Communication through a flip phone is direct, succinct. The technology itself can lend people to be blunt or unresponsive. Flips have small screens, numeric keypads, slow processing times, and an average lifespan of three years. They’re the birthplace of text abbreviations and most don’t have text message history. “I get shit for my style of texting, which is very terse,” said Nelson. “I don't wanna send any kind of flowery or romantic texts because I so frequently am going to lose all access to all of them. It's not an archive for me.”

Skylar’s Alcatel GO Flip.

For long-time flip phone users, the differences in their day-to-day lives are irrelevant. They had no handheld algorithm to detach from and their friends always knew them to be bad repliers. At one point, people learned to submit to unreachability. “I’m usually a bit behind [on plans], but it's okay. People fill me in,” said Nelson. Skylar agreed with the same serenity: “I like not having the option to do everything. I have no sense of missing out because I didn't get the information. It's quite refreshing.”

To Skylar, owning a flip has subverted her digital communication skills. She was once trapped on a motionless bus next to a woman who was frantically texting her friend about everything happening in the moment. “She was just narrating her entire life to this other person, and that's kind of alien to me,” she explained. “I don't wanna be able to have a thought and send it immediately to someone because it doesn't feel like a real thought.”

That was the exact problem a new user, like Annelies, was trying to escape. Yet sacrificing a part of her social life for a flip phone didn’t last long. “The whole point is that it was gonna make [reaching me] more difficult. But then it worked a little too well,” she said. “I avoided responding because of the time that it takes to respond,” she confessed.

Annelies got her flip after her iPhone was stolen at a bar and saw it as a sign from the universe to diminish her screen time. She briefly spent the following month phoneless—no smartphone, or flip phone—until she went back to school and needed a device for two-factor-authentication.

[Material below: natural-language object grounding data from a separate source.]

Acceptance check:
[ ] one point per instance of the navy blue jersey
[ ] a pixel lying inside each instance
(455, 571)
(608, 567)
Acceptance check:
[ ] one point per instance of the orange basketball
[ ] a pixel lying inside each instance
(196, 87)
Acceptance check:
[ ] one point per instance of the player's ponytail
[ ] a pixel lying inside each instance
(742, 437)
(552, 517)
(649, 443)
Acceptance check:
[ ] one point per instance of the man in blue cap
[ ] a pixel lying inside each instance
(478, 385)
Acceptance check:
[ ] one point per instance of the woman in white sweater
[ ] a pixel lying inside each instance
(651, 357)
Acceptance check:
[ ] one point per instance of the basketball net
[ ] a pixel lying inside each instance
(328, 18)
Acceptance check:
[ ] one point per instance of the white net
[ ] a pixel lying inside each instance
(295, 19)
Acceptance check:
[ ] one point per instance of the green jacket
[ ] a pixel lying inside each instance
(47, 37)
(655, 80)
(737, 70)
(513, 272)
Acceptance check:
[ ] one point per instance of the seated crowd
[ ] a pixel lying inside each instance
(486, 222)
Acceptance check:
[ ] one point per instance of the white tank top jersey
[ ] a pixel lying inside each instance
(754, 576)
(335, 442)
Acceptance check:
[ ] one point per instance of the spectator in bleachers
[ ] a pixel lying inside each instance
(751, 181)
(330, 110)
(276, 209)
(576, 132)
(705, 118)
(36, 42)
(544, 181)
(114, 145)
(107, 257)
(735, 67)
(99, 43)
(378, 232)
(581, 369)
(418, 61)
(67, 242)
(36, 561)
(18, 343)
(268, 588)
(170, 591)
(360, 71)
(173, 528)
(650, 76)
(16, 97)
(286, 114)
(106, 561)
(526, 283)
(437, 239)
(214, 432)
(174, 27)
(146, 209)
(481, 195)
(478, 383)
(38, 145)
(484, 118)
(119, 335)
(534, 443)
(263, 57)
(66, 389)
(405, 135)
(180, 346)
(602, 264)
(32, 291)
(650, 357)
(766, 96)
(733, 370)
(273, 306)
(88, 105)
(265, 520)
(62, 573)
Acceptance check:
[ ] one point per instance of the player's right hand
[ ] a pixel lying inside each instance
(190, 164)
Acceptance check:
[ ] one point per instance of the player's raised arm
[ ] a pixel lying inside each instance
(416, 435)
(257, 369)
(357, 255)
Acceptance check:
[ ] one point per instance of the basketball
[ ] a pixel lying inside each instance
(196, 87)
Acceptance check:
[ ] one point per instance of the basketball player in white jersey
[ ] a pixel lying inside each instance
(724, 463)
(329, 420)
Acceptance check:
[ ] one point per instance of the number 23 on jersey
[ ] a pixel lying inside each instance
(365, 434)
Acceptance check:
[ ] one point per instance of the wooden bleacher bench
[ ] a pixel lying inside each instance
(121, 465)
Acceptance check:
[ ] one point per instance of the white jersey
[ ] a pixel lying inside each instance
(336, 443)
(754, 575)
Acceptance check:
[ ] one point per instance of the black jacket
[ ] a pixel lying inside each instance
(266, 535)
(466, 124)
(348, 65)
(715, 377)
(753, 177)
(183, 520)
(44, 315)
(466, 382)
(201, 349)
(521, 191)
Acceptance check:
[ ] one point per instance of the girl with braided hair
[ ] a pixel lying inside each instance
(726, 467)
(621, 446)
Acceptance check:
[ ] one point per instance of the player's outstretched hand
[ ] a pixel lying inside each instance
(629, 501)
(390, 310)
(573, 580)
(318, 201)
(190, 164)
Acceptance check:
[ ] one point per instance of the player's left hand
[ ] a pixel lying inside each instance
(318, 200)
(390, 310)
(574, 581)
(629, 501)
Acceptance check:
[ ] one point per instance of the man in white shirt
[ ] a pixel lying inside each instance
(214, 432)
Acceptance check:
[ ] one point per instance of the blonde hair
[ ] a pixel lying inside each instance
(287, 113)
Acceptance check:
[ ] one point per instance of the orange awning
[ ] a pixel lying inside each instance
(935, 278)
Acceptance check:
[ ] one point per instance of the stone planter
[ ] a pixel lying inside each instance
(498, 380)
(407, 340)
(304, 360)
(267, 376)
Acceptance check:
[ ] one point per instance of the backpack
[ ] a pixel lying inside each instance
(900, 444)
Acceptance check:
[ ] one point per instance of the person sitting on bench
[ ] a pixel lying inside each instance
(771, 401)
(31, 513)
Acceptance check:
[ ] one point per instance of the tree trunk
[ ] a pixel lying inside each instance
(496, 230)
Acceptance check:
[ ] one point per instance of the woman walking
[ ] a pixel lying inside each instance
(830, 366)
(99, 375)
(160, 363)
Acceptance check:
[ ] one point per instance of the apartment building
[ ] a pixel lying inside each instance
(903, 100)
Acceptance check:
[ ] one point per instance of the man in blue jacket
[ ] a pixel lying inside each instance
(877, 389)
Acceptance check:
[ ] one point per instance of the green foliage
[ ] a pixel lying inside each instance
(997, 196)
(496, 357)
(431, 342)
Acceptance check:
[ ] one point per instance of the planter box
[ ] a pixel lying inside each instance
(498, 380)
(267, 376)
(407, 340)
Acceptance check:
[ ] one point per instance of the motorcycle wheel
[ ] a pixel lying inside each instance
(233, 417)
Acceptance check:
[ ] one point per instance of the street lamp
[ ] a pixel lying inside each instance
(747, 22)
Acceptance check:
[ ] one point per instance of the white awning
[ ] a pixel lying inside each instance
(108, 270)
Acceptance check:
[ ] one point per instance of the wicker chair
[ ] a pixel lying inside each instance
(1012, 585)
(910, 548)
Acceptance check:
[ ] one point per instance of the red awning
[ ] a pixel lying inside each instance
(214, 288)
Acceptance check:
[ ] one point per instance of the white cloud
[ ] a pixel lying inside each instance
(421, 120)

She communicated through the flip phone for a month until her friend offered her their old iPhone. Unable to refuse the generous gift, she now calls herself a part-time flip phone user, carrying the iPhone around, just in case. And to use Apple Pay. So far, being between an iPhone and flip phone is not the most ideal situation, she admitted. “You kind of get the worst of both worlds in a way.”

In the end, a flip phone user’s communication style comes down to their personality, as they all still spend time online. Marcel, Annelies, and Skylar all have Instagram, and Nelson has X and Discord. Though their screen times vary. “I spend catastrophic amounts of time on my laptop,” admitted Nelson. “I don't think it's really deeply changed me except that I just don't have access to the internet when I'm out,” said Marcel, who keeps an iPad at home. They might not be reachable when they’re outside, but inside, they’re definitely lurking on the same feeds.